The number of observations is in line with previous studies and follows Altman’s (1968) methodology. We cross-reference and verify the accuracy of each of the 60 observations with Factiva to ensure that bankruptcy has occurred in said year and find no discrepancies.

Datapoint collection

Financial data for our sample of 60 firms are collected from Bloomberg through their company tickers. Unlike Compustat, Bloomberg does not delete historical data on bankrupt firms and is therefore deemed a superior financial database for this research purpose (Almamy et al., 2016).

Page 60 of 124

Corporate governance variables are sampled from the EDGAR (SEC) database by going through individual company 10-K or DEF 14A fillings.

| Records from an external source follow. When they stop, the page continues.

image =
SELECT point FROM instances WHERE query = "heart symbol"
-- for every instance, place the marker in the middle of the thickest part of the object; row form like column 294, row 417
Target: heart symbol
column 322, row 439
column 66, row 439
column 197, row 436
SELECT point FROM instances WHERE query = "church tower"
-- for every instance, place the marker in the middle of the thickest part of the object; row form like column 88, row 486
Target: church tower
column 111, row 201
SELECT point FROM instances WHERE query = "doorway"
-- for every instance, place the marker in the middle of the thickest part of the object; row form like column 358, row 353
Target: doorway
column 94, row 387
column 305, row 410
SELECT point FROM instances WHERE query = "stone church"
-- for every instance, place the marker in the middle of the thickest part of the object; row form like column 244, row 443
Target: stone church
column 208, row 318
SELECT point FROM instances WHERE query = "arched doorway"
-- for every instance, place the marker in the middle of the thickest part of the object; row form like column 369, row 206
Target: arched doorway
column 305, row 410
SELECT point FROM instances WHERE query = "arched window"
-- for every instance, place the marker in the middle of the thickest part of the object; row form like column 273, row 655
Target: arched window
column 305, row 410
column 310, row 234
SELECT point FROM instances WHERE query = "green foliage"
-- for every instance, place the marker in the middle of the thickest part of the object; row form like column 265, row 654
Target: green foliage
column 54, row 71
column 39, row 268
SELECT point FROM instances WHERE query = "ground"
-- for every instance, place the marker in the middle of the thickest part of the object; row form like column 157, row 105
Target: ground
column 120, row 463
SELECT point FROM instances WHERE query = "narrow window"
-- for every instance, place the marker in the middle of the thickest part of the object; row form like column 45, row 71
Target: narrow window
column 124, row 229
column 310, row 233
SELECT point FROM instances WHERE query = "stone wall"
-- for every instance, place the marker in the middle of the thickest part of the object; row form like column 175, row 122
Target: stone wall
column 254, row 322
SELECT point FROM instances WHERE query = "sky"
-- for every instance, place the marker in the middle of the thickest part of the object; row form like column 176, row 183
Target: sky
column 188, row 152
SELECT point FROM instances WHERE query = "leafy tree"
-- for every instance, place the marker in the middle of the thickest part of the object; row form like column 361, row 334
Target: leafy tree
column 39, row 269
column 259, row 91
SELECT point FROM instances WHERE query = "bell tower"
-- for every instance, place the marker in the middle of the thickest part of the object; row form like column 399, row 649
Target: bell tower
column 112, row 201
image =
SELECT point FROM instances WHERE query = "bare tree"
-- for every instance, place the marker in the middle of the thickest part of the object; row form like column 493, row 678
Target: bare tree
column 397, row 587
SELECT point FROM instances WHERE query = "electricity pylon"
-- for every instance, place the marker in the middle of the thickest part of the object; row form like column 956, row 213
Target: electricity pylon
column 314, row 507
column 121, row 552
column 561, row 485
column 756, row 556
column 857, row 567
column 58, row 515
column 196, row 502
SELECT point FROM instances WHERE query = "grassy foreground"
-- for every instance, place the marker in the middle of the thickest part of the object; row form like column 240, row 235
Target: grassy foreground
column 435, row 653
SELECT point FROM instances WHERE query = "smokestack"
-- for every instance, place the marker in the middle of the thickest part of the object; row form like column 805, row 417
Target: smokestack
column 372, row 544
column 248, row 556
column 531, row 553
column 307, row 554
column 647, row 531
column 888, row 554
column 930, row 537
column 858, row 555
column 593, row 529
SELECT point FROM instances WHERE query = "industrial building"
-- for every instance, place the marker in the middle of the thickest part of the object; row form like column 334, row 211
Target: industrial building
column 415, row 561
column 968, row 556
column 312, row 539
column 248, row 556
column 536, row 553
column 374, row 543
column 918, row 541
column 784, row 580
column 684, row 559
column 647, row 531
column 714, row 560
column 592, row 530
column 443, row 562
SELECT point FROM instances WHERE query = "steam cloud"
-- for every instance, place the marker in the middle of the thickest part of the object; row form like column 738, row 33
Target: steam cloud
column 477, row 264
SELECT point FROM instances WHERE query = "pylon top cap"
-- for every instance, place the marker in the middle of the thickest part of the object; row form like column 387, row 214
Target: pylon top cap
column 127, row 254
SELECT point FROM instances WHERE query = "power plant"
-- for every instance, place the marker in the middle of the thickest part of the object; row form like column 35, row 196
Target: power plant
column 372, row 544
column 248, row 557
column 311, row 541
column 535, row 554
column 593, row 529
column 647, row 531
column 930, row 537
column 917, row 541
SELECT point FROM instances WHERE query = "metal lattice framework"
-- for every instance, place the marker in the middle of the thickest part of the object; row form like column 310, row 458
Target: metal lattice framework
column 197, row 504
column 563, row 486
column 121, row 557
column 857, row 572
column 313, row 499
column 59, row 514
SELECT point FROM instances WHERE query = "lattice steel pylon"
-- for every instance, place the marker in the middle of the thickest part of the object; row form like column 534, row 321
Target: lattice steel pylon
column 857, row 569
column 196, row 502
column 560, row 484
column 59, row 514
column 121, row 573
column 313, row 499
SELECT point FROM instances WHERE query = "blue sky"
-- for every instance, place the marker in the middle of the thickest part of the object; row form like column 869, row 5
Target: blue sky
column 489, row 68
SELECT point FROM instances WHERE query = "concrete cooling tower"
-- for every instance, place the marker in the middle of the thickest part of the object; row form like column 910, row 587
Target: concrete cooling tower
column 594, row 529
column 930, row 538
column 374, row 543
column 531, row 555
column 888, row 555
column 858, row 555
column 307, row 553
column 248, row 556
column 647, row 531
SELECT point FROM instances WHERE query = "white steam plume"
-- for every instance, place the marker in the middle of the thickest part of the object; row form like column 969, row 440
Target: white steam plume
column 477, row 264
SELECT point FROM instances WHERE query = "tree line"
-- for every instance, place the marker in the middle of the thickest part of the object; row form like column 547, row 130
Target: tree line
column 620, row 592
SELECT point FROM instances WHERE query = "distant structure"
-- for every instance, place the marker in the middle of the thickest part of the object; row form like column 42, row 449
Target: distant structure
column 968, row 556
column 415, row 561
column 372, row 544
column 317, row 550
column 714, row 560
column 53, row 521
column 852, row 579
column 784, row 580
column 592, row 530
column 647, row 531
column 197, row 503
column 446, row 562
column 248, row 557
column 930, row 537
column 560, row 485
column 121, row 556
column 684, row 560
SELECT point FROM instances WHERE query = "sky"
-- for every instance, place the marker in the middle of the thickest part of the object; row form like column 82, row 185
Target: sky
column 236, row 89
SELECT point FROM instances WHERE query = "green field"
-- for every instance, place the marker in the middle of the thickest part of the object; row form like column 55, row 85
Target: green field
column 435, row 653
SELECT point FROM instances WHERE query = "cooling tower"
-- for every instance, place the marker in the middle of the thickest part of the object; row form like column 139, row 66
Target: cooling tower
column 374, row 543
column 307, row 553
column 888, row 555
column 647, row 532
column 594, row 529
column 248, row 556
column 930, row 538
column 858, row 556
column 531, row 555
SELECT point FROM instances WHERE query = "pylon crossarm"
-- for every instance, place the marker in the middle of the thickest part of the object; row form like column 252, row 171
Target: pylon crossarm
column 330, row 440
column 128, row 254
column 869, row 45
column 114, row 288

In order to ensure that our data set is complete and comprehensive, we exclude companies where all data points for the estimation year (one prior to bankruptcy) have been unable to retrieve. Our final bankrupt sample contains 51 companies that have filed for Chapter 11 bankruptcy in the period 2012 to 2018.

Non-bankrupt sample

The non-bankrupt sample is constructed using the ‘matching technique’ described in Section 8. This method has been widely used in previous research such as Altman (1968), and more recently Almamy et al. (2016) and Chan et al. (2016). As the name suggests, the sample is composed by selecting companies that match the initial bankrupt sample on three parameters namely: (i) geographic location, (ii) industry; and (iii) asset size. By controlling for these factors, we limit any exogenous impacts to our model. Additionally, the sample is drawn from the same time period as the bankrupt sample, from 2012 to 2018. We set the maximum asset size to USD 5,000m, as this is the largest observation in the non-bankrupt data set. In order to construct the non-bankrupt sample group, we use Orbis’ Boolean search function to apply the criteria described above. The sample selection process is shown in Appendix 4.

Resulting gross sample of non-bankrupt firms

The search yields a sample of 2,563 firms. We follow the approach set out for the bankrupt sample and collect the financials of these firms from Bloomberg using individual company tickers. In order to pick financially sound firms, we screen for operating income (EBIT) and remove companies with three years of consecutive negative EBIT, as they do not display the characteristics of a financially healthy firm. Additionally, we remove companies with fewer total asset than ten million USD to match the bankrupt sample thus ultimately reducing the sample to 731 firms. Next, we use the same techniques as employed in previous studies and select the 51 non-bankrupt firms to match the bankrupt sample by industry. Finally, the financial data from the non-bankrupt sample is aligned to the bankrupt sample based on the year of bankruptcy. For example, if six companies from the bankrupt sample go bankrupt in 2014 then we match the financial data of six of the non-bankrupt sample to this time frame. In this way we ensure that time effects are considered.

Page 61 of 124

Like the bankrupt sample corporate governance data is sampled from EDGAR (SEC) by looking at individual company 10-K and DEF 14A filings. This is done to ensure consistency of the data across the two groups.

Estimation sample and secondary (hold-out) sample

The total sample of 102 companies is divided into two groups: (i) the estimation sample and (ii) the secondary sample. The estimation sample comprises 30 bankrupt companies and 30 non-bankrupt companies and is used to construct the prediction model. The sample size fulfils the empirical modelling of Altman (1968).

The secondary (or hold-out) sample contains the remaining 21 bankrupt companies and 21 non-bankrupt companies and will be used to validate the prediction model. As they have not been part of the estimation sample, they are not prone to any upwards prediction bias.

The estimation sample of 60 US firms (30 bankrupt and 30 non-bankrupt) and our secondary sample of 42 US firms (21 bankrupt and 21 non-bankrupt) form the basis for the empirical analysis.